One could also throw ISIS into this mix as some estimates put their sales around $3 million per day. It would likely be more of a fringe benefit rather than a goal, but if this conspiracy theory is true, ISIS could become the scapegoat for the strategy if Snowdenesque revelations ever came to light.
Conspiracy Theory #3: A Controlled Global Economic Meltdown
This is the one that would effect us all. If it’s true, then we will see sharp spikes in oil prices coming sometime in the near future, followed by crashes. This is the worst case scenario that is showing some signs of being true. According to USA Today:
Stock markets in the Persian Gulf got drilled Sunday as worries about further price declines grew. The Dubai stock index fell 7.6% Sunday, the equivalent of a 1,313-point plunge in the Dow Jones industrial average. The Saudi Arabian market fell 3.3%
The first question any sane person would ask is, “Why would they want to promote an economic meltdown?”
To understand this, we must look at a larger global agenda. There are those in the know who say that an economic meltdown is inevitable. It’s not a matter of if but when. If that’s the case, creating the circumstances for one that is controlled by oil prices affecting global markets rather than less controllable circumstances such as food shortages or war in the Middle East would allow for a softer landing. In essence, they can prepare the world for facing the hardest economic times in the modern era by artificially creating financial problems that are manageable to some extent.
As farfetched as all of that sounds, it might not be too far from the reality. If one does not believe in concepts such as the New World Order, then the reasoning for something like this would be a humanitarian way to prevent as many disasters as possible in the face of certain doom. For those who believe in a globalist agenda and population control, then this is would be a way of expediting plans that have been in place for a long time.
Confrontation and Turmoil
If there is no oil conspiracy, we will know this for sure in a couple of months. These prices cannot be sustained and yet they continue to drop. OPEC is currently refusing to drop oil production, but they will have to blink sometime soon or they will do themselves more harm than good. In all of these conspiracies are false, we will see production dropped and prices increased by February, 2015.
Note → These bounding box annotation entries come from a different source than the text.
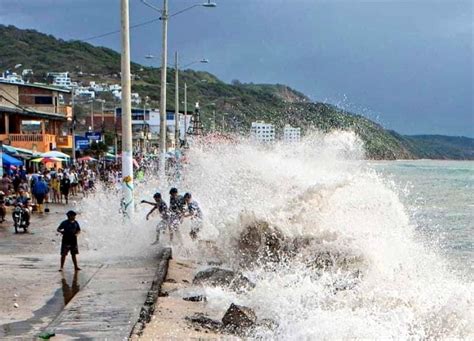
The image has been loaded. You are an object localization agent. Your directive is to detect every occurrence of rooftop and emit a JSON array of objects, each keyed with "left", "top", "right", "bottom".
[
  {"left": 0, "top": 105, "right": 66, "bottom": 121},
  {"left": 0, "top": 81, "right": 71, "bottom": 93}
]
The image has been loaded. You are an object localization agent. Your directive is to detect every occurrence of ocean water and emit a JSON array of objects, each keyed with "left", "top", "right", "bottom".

If we do not see the prices rising by then, we’re in the middle of a major global operation. Regardless of the actual intent of the conspiracy, the results will be similar. There will be confrontation. Russia, Iran, and potentially even China are aware of the threats that these prices pose to their countries and they will be forced into some sort of action, most likely military but potentially something surrounding espionage. Saudi Arabia will be the most likely target of either type of action, but the US will be drawn in.
As far as global turmoil, that can manifest in dozens of different ways. Stock markets are already feeling the heat. Any major action by one of the suffering players could lead to events that could cripple the economies and dramatically affect trade. Those possibilities are countless but they all point to turmoil that would spread globally.
Before you continue to rejoice about lower prices at the pump, it’s important to understand what all of this could mean globally, locally, and directly to you.